Market Monitor – January 2019

February 4th, 2019, by Richard O'Sullivan

Following a torrid final quarter to 2018, the majority of global equity markets posted positive returns in January due to a rally stretching back to 27 December. Despite concerns over Brexit, Sterling strengthened against the Dollar, Euro and Yen in January which dampened the gains in developed equity markets to between 2.7% and 4.5%. Over one year most major equity indices are still negative in local currency terms with the S&P500 and FTSE100 proving slightly more resilient on a relative basis than the regional indices we track.

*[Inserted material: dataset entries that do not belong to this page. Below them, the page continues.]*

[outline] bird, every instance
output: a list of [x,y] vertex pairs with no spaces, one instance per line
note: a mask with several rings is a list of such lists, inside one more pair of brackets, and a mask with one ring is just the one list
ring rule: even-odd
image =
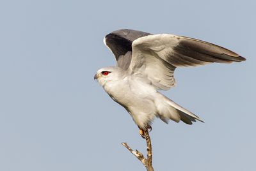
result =
[[177,68],[246,60],[220,46],[170,34],[118,29],[107,34],[103,41],[113,52],[116,66],[99,69],[94,80],[128,112],[142,137],[145,131],[151,130],[156,117],[166,123],[204,122],[159,92],[175,86]]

The FTSE100 ended 2018 on 6,728 and during January has increased to 6,968, the highest it has been since early December. This is still over 11% lower than the all-time high set in May 2018 and the market continues to exhibit short term volatility, often in response to news flow surrounding Brexit. Over one year the total return of the UK index, including reinvested dividends, represents a small loss of around 3.5% .

The S&P 500 had a strong month and increased in value by around 8% in Dollar terms, although relative weakness for the currency muted sterling investor returns to a more modest 4.5%. The MSCI World index, which has a weighting of over 60% to the US equities, achieved a similar return of 4.4%.

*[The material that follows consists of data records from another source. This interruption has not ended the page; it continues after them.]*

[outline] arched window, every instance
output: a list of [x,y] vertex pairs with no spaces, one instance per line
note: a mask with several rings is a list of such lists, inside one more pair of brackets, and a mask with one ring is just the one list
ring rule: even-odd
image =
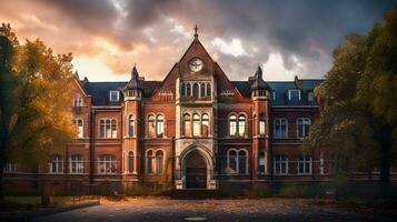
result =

Japanese markets finished the month with a gain of 2.7% reducing the total loss over one year to 4.5%. The MSCI Asia Pacific ex Japan, Emerging Markets, and Europe ex UK indices produced gains of 3.9%, 5.3%, and 3.0% respectively in January, but were down by between 6.5% and 8.2% over the year.

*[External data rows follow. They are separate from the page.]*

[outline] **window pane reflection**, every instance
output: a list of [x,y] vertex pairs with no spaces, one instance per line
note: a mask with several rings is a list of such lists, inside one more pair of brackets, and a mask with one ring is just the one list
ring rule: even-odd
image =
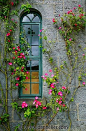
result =
[[39,46],[31,46],[31,55],[38,56],[39,55]]

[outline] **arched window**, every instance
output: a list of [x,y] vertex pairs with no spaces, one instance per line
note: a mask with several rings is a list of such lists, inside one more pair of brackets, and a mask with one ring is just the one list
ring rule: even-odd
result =
[[29,60],[26,69],[29,71],[28,78],[24,82],[24,88],[19,92],[20,98],[42,97],[42,49],[40,48],[42,29],[42,17],[38,11],[24,13],[20,18],[20,27],[25,32],[25,39],[30,45]]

The yield on the 10 year US Treasury index remained fairly flat in January, dropping marginally from 2.7% to 2.6%. The benchmark 10-year UK Gilt yield dropped by a similar amount to 1.2% having begun the year at 1.3%. Yields have an inverse relationship to the price of a fixed interest asset and as such the FTSE Actuaries UK Conventional Gilts All Stocks index rose 1.1% over the month. Japanese 10 year government debt yield remains close to zero and the equivalent Swiss yield has now fallen to -0.3%. German 10 year bond yields continue to trade around 0.2%.

The Brent Crude spot price reversed falls from December and was up over 9% meaning prices are broadly flat over one year. This belies the underlying volatility that has continued to occur over a number of years and indeed the spot price has fallen nearly 50% over 5 years. Gold was flat in January although has delivered a strong performance relative to other assets of 7.3% over 6 months.